Selain Mbah Muntaha al-Hafiz, sepertinya di Wonosobo tidak ditemukan tokoh yang ketokohannya seperti Mbah Habib, seorang ulama besar yang malang-melintang di dunia pergerakan dan aktifis. Di kalangan masyarakat nahdliyin Wonosobo, beliau dikenal sebagai sosok kiai yang sederhana, cerdas, sabar, taqwa dan tawakal, serta terkadang jenaka.
Oleh sebab itu, sosok seperti Mbah Habib sungguh sangat dibutuhkan, baik oleh NU maupun bangsa Indonesia. Menurut H. Abdul Kholiq Arif, dalam sambutan pelepasan atas nama keluarga di halaman Masjid al-Manshur, Mbah Habib dilahirkan pada tanggal 20 Agustus 1941. Ayahnya bernama Kiai Idris, seorang ulama yang cukup terkenal di Jawa Tengah yang terlibat dalam perumusan naskah Resolusi Jihad, 21 s/d 22 Oktober 1945. Karena ayahnya seorang kiai dan pejuang, secara otomatis Mbah Habib di masa kecilnya mendapatkan pendidikan agama yang mendalam dan mendapatkan karakter pejuang dan cinta tanah air. Di usia remajanya, beliau mendapatkan pendidikan agama di Pondok Pesantren Krapyak dan Bangilan.

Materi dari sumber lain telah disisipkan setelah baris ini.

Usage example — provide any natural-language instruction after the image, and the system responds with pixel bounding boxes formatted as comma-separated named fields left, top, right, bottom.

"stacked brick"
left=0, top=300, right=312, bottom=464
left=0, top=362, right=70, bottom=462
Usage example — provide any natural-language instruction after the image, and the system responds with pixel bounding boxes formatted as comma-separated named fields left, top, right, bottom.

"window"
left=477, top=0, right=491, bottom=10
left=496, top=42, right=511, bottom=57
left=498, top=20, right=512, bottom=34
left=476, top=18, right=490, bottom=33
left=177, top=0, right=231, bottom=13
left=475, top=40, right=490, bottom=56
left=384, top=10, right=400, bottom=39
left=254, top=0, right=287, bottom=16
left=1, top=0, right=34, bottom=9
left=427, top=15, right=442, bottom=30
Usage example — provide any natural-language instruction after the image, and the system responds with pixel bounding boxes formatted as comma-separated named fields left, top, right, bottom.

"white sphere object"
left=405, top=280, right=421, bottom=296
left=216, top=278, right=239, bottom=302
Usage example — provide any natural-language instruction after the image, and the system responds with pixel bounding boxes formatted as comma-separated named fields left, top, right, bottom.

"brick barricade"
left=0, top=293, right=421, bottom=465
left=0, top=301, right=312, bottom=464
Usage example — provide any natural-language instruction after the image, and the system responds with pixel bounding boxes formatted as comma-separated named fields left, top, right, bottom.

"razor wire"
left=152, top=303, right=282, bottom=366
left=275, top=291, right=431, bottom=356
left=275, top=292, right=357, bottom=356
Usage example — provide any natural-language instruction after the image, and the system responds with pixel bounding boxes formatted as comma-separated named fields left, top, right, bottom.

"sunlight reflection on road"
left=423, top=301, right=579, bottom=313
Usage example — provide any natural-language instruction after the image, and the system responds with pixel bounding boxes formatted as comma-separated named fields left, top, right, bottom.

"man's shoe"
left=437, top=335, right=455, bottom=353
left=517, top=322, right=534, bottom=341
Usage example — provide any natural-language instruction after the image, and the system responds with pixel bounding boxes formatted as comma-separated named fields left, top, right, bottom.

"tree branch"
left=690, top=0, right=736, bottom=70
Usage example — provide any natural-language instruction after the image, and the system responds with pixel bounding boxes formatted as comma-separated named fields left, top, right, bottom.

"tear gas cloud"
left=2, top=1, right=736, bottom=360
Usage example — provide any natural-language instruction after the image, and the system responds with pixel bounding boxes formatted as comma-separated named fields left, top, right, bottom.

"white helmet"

Seusai mendalami berbagai ilmu agama di pesantren, beliau pulang ke Wonosobo pada tahun 1962, lantas terlibat aktif di Ansor dan juga NU. Dengan telaten, bersama KH. Muntaha al-Hafiz, beliau menyambangi setiap pelosok desa di Wonosobo untuk memberikan penyadaran masyarakat tentang pentingnya menjadi NU dan menjadi Indonesia.
Berbekal dengan ilmu yang diraihnya, maka setelah kembali ke Wonosobo, Mbah Habib aktif dalam organisasi baik yang sifatnya religius dan nasionalisme. Mbah Habib bersama Mbah Mun sangat ingin memperbaiki dan meningkatkan pendidikan warga Wonosobo. Dari perjuangan beliau bersama Mbah Muntaha, dan kiai lainnya, beliau mendirikan berbagai lembaga pendidikan di Wonosobo, baik formal maupun non formal. Beberapa bulan yang lalu, penulis sempat mendapat cerita dari beliau, bahwa di era tahun 1960-an tersebut, warga Wonosobo, terutama warga NU yang ada di pedesaan, berada dalam keterbelakangan ekonomi dan pendidikan (formal).

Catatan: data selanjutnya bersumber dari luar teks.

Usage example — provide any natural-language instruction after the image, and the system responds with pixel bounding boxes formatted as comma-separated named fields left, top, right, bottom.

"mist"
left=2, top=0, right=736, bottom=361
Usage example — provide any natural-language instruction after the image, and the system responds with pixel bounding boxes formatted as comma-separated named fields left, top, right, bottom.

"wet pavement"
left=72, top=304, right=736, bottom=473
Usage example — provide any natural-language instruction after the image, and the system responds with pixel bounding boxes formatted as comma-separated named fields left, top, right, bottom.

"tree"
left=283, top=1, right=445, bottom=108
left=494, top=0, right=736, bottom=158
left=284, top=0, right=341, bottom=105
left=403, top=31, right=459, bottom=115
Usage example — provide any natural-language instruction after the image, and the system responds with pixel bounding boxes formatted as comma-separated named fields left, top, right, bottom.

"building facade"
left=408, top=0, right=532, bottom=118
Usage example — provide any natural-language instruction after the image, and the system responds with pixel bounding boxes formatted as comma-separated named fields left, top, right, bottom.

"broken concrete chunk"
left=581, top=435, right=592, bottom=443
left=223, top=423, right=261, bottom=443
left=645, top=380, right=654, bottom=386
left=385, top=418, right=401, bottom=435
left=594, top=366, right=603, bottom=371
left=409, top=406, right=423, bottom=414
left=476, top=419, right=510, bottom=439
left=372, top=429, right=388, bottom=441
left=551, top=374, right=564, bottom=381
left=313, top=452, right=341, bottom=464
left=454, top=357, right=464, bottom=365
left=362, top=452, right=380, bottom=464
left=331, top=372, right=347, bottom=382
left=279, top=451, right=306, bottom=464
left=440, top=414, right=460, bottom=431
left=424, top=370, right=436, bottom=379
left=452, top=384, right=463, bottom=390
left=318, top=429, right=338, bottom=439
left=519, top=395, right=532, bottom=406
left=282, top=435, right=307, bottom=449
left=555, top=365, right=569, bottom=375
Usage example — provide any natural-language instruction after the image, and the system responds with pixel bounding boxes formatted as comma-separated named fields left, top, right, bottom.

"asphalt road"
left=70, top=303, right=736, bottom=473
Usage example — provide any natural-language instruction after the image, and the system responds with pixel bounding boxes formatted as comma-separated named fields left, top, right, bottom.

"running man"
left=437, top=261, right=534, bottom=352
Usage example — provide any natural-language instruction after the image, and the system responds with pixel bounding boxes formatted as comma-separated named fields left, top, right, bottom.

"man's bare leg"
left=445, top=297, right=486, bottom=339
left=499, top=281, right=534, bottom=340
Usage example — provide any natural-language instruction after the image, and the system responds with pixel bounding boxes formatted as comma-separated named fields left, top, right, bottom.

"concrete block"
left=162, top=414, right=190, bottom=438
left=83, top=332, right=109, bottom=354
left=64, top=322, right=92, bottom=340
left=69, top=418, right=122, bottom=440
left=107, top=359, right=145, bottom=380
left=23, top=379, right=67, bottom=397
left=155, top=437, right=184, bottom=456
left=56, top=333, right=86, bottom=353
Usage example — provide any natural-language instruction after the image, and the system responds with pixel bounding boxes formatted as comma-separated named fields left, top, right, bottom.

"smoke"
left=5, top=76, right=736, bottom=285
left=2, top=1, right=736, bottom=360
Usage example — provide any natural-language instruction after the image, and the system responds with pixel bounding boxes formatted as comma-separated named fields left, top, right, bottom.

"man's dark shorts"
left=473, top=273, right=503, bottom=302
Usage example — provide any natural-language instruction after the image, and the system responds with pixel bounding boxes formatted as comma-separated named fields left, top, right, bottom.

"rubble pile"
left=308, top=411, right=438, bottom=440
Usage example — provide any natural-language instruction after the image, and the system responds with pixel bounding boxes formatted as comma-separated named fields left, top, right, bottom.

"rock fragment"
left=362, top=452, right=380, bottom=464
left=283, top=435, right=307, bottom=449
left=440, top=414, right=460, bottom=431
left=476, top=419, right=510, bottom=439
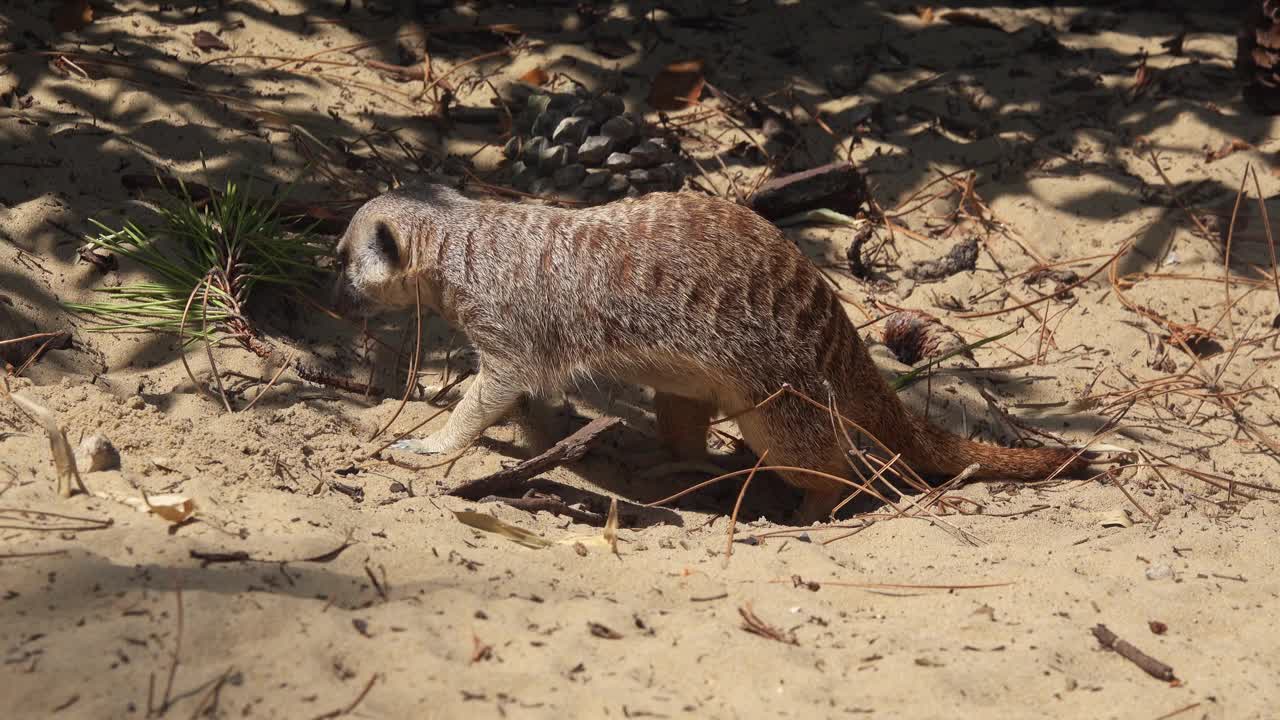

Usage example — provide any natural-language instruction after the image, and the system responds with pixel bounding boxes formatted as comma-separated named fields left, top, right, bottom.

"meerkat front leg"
left=654, top=392, right=714, bottom=461
left=391, top=365, right=524, bottom=455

Dua perkara itulah yang hendak dihilangkan oleh Mbah Habib. Mengapa warga NU dianggap tertinggal? Sebab saat itu akses pendidikan (formal) belum merata dapat dinikmati oleh orang-orang NU. Hal ini bukan karena warga NU lebih sreg mengirimkan putra-putrinya ke pesantren untuk tafaqquh fi al-din, namun karena NU belum memiliki banyak lembaga pendidikan formal yang mengintegrasikan dua kebutuhan dan bekal hidup manusia: al-ulumud-diniyah dan al-ulumud-dunya, ilmu agama dan ilmu umum yang aplikatif!
Untuk segera merealisasikan ide dan gagasan tersebut, maka beliau mendirikan beberapa sekolah dan madrasah di hampir setiap kecamatan di Wonosobo. Setidaknya di tahun 1967, beliau bersama dengan Mbah Mun, Kyai Chozin Choms, Kyai Rusbar Rohmat, Kyai Syukur dan tokoh lainnya telah mendirikan 24 taman kanak-kanak (TK), Madrasah Wajib Belajar (MWB, kini Madrasah Ibtidaiyah) sejumlah 50, dan 11 Madrasah Mualimin.

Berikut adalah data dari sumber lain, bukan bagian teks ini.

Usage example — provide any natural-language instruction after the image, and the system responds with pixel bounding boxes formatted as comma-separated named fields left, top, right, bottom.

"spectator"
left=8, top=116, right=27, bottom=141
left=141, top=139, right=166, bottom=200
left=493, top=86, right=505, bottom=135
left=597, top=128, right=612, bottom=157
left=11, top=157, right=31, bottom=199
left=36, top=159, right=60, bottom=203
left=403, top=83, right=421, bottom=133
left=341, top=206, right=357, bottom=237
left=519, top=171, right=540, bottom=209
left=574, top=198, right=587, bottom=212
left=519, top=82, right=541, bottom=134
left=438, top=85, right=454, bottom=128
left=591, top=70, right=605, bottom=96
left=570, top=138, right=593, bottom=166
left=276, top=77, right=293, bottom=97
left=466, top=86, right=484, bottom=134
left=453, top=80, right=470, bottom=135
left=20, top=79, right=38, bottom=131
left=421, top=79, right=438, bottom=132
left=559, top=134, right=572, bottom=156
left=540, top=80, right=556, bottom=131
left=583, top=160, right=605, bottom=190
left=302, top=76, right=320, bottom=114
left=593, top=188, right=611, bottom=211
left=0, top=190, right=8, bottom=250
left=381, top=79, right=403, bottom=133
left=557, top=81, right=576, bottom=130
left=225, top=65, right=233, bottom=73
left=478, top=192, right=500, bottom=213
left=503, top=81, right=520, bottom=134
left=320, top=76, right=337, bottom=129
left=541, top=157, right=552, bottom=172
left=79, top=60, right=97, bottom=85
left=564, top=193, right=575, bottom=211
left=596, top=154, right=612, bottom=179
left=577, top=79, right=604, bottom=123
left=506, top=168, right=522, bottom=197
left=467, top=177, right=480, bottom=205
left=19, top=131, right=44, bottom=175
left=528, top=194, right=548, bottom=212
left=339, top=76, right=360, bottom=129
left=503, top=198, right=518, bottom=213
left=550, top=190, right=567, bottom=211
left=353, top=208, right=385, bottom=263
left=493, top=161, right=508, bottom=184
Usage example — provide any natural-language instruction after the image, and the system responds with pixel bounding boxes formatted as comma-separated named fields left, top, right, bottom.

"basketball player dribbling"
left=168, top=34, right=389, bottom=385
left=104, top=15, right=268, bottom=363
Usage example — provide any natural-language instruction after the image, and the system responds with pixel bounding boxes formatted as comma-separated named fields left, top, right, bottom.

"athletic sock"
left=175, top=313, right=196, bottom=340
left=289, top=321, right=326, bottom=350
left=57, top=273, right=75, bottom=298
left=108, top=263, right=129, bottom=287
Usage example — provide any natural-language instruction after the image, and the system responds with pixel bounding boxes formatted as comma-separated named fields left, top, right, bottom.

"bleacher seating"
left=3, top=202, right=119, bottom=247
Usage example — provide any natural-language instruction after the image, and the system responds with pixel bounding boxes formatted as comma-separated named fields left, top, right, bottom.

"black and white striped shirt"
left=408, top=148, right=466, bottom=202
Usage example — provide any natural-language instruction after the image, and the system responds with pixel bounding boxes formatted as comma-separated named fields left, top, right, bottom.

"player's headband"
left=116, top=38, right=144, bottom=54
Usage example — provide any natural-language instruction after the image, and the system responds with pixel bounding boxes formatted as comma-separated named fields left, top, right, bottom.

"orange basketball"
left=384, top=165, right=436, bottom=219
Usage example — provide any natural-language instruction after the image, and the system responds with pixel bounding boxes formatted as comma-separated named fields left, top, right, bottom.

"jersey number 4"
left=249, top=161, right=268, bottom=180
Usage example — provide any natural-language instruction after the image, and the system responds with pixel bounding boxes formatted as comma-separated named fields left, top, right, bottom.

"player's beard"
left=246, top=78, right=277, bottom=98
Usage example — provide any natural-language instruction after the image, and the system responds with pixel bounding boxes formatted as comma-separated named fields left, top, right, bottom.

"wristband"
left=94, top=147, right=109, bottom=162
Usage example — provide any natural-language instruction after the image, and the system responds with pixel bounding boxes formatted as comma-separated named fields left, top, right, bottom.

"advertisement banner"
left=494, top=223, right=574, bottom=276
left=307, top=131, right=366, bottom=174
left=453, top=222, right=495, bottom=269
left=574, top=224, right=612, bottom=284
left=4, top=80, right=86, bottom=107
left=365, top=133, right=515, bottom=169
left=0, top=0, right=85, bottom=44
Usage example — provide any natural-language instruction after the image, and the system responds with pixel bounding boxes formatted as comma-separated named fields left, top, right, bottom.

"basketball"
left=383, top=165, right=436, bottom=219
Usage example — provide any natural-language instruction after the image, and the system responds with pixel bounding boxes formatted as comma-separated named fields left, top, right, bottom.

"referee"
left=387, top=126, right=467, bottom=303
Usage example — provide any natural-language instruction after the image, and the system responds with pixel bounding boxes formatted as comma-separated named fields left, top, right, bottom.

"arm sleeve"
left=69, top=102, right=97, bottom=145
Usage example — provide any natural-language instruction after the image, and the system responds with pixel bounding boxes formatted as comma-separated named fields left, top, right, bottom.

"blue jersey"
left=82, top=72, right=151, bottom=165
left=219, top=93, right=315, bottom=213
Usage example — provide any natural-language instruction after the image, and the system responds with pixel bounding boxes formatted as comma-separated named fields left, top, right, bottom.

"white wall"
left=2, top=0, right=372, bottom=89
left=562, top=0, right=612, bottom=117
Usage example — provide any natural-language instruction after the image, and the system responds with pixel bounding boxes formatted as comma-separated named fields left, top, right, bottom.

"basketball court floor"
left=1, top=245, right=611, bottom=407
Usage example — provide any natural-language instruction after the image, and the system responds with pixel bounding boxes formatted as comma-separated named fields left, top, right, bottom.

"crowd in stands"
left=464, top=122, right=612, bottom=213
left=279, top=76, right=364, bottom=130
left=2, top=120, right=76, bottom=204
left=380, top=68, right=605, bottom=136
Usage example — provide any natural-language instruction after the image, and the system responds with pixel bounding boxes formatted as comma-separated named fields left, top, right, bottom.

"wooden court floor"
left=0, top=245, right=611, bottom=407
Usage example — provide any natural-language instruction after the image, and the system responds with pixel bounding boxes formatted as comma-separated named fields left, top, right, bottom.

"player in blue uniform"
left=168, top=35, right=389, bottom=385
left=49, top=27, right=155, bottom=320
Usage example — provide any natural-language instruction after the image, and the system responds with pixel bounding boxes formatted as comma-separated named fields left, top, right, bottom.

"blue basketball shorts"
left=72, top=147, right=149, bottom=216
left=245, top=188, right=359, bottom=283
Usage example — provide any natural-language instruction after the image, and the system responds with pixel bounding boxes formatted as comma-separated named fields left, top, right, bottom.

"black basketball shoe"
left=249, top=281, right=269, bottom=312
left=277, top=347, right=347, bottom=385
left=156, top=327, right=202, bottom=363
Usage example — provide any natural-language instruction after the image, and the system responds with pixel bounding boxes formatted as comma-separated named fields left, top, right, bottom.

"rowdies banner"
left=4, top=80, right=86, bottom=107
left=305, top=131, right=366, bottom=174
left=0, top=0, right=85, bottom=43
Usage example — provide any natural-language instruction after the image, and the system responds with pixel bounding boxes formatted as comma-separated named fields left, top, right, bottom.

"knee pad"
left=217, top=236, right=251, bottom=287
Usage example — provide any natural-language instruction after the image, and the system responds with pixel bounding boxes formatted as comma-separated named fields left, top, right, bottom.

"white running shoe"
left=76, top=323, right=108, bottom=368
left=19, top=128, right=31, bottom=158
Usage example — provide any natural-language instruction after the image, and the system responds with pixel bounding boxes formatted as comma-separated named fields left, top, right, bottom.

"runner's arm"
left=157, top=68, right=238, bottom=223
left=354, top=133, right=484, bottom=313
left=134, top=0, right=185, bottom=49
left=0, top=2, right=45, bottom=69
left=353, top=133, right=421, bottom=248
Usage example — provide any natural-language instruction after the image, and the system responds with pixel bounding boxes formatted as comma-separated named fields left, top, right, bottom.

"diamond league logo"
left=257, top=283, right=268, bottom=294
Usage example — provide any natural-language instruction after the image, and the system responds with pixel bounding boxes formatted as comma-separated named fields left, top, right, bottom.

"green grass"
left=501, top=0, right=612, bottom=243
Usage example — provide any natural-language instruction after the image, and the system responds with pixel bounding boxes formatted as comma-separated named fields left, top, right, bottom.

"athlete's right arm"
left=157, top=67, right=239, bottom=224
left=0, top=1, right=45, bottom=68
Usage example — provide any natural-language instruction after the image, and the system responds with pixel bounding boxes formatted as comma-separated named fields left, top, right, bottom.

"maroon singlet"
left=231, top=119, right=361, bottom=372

Bersama Mbah Mun pula, beliau mengagas pendirian Universitas Nahdlatul Ulama (UNU) Wonosobo di tahun 1977, yang membuka Fakultas Tarbiyah dan Syari’ah serta menggabungkan kurikulum pasantren dan kurikulum umum. Sejak saat itulah, NU di Wonosobo semakin maju di bidang pendidikan. Akan tetapi keberadaan kampus itu tidak berlangsung lama, dan akhirnya ditutup. Mbah Habib tidak saja terlibat dalam pendirian sekolah/madrasah yang berbasis pendidikan agama saja, namun juga sekolah umum murni, seperti cerita Mbah Habib pada penulis (sekitar tahun 2012) bahwa Pangdam Diponegoro akan mendirikan tugu pahlawan di Kecamatan Kepil, sebagai hadiah atas perjuangan masyarakat kepil yang dijadikan sebagai markas pasukan Hizbullah-Sabilillah dan tempat konsolidasi TNI dan laskar rakyat lainnya.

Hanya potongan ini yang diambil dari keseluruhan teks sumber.